Easing Cycle in the Horizon
Outlook. Former Budget secretary-turned Bangko Sentral (BSP) governor Benjamin Diokno signaled that monetary policy should be in sync with the Duterte administration’s expansionary fiscal policy — aside from economic data considerations — and that there is room for easing given that: 1) local inflation is trending down and heading back towards the government’s target band of 2%-4%; 2) Fed’s dovish signals; and 3) weaker global growth outlook. Most recently, the OECD cut its global growth outlook this year to 3.3% from 3.5% and 2020 growth to 3.4% from 3.5%, while the IMF cut its forecast this year to 3.5% from 3.7%. Two monetary policy events are now clearer in the horizon: a rate cut hike and reserve requirement cut, now it’s just a matter of timing. Consensus expectation is a 50-bp cut for the year — one 25-bp cut for each semester — and a 2%-3% cut in reserve requirement to 15%-16% which would release to Php160-270bn to the system. With respect to its effect on the peso, the BSP governor that that it is still within its target band of Php52-55 to the dollar this year. The peso is now almost flat year-to-date, up by just 0.5% to Php52.59 from a high of Php51.70 last February 28. We expect significant downward bias on the yield curve this week.
Meanwhile, the national budget for 2019 of Php3.7tn is still not signed into law by the president and presents risk to GDP growth this year of 1.6%-2.3% off forecasts according to Socioeconomic planning secretary Ernesto Pernia. Congress revised the ratified General Appropriations Bill (GAB) itemize some lump-sum items, but the Senate refuses to endorse the revised House version, saying that the Constitution prohibits making any changes to any bill after it has been ratified. The President said he will not sign an “illegal document”. If it is not passed, the bill will have to be re-filed after the elections in July and push the passage of the bill to September.
Market review. The local benchmark yield curve was down by 13bps on average week-on-week (WoW) following Diokno’s indication of an expansionary monetary policy. The spread between the local 10-yr local benchmark and the 10-yr US Treasury (UST) slightly narrowed to 348bps from 356bps in the week prior as the former fell by 22bps to 6.10% while the latter likewise shed 14bps to 2.62%. Year-to-date, the yield curve was down by an average of 88bps while the 10-yr was down by 96bps. Yields of ROPs were down by 1bp on average tracking US Treasuries which fell by 7bps on average.

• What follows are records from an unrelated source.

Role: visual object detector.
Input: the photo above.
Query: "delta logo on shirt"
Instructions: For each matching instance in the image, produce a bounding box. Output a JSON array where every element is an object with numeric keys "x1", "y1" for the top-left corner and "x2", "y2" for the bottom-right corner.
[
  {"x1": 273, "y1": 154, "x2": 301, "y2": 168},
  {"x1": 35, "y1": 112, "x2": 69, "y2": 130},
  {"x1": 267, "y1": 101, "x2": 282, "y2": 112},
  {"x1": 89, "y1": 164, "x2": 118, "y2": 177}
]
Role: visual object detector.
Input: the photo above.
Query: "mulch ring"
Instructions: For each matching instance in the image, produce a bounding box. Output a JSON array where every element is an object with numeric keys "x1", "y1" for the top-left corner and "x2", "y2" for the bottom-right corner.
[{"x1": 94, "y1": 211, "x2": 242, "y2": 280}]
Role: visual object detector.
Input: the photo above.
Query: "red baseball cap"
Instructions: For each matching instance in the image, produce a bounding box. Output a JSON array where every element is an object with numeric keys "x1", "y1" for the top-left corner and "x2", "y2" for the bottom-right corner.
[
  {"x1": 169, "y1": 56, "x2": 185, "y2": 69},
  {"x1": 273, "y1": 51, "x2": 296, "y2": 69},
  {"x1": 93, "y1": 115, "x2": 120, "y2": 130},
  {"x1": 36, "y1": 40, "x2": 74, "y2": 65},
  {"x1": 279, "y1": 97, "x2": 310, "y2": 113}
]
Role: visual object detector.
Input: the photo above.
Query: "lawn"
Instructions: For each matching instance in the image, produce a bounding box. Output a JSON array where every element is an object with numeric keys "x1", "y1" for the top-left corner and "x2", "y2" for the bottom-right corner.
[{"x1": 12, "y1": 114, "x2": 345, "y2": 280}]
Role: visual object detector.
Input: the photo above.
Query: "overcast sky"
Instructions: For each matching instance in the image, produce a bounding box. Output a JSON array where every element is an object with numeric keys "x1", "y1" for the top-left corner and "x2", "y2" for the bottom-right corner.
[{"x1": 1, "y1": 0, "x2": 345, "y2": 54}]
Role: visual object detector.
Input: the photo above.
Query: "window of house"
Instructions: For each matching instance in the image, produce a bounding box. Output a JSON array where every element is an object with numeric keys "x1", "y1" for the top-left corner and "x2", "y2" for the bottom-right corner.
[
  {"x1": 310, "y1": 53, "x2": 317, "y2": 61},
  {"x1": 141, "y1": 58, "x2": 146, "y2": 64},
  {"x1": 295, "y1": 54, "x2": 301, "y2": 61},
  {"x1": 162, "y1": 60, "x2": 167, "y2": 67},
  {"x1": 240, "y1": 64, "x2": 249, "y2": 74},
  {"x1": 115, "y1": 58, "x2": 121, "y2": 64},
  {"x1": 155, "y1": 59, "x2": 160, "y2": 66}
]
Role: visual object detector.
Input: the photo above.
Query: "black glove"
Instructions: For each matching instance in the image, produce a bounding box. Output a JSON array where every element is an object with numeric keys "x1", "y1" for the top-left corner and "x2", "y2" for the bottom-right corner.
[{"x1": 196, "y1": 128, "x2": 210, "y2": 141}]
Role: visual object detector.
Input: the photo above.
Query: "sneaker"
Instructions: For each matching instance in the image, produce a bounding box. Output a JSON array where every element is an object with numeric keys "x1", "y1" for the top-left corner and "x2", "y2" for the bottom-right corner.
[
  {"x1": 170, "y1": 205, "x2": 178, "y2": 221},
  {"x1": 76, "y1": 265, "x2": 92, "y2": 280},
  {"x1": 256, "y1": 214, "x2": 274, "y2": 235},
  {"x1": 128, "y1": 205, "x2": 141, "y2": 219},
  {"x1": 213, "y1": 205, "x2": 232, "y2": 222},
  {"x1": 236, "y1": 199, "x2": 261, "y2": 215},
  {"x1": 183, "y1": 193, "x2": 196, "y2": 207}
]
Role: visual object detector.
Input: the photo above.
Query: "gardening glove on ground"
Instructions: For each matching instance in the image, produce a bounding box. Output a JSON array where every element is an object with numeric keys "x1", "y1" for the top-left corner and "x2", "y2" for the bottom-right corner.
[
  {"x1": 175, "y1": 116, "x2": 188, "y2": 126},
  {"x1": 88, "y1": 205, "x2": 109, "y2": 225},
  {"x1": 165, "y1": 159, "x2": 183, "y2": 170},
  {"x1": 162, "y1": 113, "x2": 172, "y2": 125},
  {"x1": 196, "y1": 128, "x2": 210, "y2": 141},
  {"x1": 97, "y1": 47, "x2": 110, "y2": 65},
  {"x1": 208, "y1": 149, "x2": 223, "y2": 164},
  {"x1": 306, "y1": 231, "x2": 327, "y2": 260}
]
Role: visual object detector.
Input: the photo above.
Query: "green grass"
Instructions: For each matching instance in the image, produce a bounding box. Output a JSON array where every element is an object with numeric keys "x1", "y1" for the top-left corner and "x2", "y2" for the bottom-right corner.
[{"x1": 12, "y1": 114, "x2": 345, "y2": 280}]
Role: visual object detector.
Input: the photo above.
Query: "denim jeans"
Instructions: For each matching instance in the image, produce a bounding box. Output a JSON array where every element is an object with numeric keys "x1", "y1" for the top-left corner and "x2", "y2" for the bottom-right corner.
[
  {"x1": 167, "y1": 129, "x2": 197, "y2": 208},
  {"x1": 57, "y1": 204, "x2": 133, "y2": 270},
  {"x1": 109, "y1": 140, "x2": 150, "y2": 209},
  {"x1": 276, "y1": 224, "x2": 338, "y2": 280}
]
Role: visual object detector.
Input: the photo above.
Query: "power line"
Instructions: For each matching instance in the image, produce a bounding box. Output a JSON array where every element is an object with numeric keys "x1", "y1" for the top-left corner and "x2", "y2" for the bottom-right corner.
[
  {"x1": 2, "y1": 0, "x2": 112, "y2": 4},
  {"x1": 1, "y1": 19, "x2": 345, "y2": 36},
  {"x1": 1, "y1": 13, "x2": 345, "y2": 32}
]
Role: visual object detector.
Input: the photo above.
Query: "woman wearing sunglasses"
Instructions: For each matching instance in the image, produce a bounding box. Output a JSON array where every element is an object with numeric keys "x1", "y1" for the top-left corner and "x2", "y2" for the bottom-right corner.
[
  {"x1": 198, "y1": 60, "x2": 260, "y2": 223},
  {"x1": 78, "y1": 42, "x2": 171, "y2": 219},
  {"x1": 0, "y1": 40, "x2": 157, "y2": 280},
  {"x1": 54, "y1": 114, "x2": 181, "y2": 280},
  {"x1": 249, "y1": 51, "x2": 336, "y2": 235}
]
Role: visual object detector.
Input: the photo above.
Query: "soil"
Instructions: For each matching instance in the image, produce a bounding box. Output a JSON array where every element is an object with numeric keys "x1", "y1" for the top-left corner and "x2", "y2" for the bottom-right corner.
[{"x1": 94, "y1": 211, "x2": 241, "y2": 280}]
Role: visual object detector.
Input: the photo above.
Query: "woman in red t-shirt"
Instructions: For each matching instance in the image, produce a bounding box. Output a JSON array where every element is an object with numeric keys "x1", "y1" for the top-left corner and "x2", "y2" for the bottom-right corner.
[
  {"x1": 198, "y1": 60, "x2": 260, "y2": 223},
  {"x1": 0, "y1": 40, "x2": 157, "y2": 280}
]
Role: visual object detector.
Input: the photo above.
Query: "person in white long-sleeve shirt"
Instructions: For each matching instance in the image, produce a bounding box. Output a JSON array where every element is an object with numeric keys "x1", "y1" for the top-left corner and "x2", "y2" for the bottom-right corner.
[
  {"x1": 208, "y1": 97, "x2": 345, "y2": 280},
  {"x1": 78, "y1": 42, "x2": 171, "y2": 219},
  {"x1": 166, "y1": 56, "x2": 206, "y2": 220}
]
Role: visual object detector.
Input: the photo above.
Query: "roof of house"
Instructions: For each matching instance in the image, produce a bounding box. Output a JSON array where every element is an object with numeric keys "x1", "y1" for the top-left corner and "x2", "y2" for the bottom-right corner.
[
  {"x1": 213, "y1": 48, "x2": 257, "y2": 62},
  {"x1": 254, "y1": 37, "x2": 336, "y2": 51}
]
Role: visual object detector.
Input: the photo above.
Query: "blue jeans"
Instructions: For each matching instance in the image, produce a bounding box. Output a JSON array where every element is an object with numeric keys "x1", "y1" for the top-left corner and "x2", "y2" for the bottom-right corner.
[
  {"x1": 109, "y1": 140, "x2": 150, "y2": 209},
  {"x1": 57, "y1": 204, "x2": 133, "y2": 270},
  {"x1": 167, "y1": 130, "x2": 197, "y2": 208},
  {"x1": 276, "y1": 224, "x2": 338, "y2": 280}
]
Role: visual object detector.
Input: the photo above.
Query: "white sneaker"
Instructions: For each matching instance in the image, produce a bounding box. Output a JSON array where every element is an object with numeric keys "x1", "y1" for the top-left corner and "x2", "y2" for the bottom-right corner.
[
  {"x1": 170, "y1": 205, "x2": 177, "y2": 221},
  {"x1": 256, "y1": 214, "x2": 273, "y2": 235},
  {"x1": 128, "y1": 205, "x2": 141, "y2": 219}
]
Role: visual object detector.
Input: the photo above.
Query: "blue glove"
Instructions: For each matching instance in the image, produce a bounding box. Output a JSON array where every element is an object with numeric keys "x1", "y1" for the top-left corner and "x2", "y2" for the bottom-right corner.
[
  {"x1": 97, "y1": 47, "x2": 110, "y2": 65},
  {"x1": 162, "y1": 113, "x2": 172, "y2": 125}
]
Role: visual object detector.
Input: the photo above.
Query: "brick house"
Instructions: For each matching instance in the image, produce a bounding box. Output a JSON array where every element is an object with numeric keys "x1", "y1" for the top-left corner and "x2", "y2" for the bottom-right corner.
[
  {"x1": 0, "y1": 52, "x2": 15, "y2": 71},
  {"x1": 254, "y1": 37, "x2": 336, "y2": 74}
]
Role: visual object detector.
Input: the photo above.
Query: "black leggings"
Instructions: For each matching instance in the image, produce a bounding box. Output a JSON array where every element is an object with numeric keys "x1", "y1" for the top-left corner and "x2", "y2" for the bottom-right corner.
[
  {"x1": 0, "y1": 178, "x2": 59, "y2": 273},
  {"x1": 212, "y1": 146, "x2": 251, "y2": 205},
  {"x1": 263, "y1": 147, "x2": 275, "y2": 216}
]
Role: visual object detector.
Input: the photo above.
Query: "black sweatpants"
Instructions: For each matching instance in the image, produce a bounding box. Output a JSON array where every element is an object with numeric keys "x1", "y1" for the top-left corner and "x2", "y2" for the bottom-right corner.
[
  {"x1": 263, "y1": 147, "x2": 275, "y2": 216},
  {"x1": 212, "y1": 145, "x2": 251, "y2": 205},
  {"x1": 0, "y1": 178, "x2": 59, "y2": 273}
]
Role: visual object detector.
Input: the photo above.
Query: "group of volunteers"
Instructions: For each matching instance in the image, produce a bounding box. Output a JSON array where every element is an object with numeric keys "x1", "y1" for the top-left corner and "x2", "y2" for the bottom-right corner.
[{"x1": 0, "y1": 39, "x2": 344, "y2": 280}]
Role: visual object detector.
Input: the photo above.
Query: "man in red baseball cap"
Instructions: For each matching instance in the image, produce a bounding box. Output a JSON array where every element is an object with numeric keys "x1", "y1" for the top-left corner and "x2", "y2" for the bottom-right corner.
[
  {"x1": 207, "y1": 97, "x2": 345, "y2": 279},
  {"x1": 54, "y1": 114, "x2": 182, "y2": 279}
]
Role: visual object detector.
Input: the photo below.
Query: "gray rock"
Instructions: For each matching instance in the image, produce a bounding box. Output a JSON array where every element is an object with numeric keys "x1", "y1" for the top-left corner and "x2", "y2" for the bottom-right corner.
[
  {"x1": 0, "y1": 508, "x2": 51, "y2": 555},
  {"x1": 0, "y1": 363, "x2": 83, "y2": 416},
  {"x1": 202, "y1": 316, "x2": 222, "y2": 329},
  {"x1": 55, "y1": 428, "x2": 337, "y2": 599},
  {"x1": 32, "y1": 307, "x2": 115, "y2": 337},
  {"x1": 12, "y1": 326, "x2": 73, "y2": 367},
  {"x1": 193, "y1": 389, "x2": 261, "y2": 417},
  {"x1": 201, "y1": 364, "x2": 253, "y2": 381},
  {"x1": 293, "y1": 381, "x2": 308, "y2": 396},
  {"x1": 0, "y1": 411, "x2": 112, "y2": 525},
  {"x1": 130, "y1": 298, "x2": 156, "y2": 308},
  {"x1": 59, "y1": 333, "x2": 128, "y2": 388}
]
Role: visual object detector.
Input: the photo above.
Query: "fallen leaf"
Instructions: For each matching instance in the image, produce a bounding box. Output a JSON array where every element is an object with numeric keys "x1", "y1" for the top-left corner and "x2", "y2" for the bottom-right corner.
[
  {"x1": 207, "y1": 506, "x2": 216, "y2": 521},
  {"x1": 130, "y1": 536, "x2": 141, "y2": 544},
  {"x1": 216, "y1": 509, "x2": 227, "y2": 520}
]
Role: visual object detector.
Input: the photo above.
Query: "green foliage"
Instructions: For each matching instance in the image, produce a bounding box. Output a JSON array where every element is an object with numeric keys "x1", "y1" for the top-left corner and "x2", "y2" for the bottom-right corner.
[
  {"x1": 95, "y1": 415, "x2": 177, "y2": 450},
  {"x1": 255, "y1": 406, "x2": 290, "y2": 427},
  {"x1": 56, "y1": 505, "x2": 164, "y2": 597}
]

Average total daily down by 121% week-on-week (WoW) to Php22bn. The liquid yield curve fell by an average of 13bps WoW as the front-end (364-day T-bill) rose by 2ps to 6.08%, the belly (FXTN 10-63: 9.5yrs) down by 21.5bps to 6.10%, while the tail (R25-01: 20.5yr) fell by 17bps to 6.57%. Secondary trading average volume rose by 121% to Php22bn drive by a 131% increase in T-bond trading to Php17.3bn. T-bill trading also rose by 91% to Php4.7bn. The latest Php20bn T-bill auction was fully awarded; average rates for the 91-day, 182-day, and 364-day T-bill were 5.716%, 5.936%, and 6.018%, respectively, all lower than the previous auction. The auction was 1.5x oversubscribed.
Emerging Markets’ (EM) 10-year down 1bp (WoW). Yields of EM bonds we follow were flat, down by just 1bp on average WoW following the European Central Bank’s decision to hold rates and its dovish tone and global growth concern. The Philippines (10-year yield -22bps), Poland (-10bps), and Chile (-10bps) have outperformed this week, while Hungary (10-year yield +43bps), Indonesia (+12bps), and Argentina (+12bps) underperformed.
USTs down 7bps WoW. US Treasuries were down by 7bps WoW on average as the 10-yr UST likewise shed 14bps to 2.62% following the ECB’s decision to hold rates steady through the end of 2019 and its decision to inject more liquidity into its system to spur economic activity. The ECB also cut its growth forecast for the region to 1.1% in 2019 from 1.7%, citing the effects of Brexit and global growth concerns. The bank also launched the Targeted Longer-Term Refinancing Operation (TLTRO III), 2-year loans that the ECB provides at cheap rates to banks in the euro area intended to help banks extend credit to customers in hopes of stimulating the economy. This is the third stimulus program from the bank since 2014.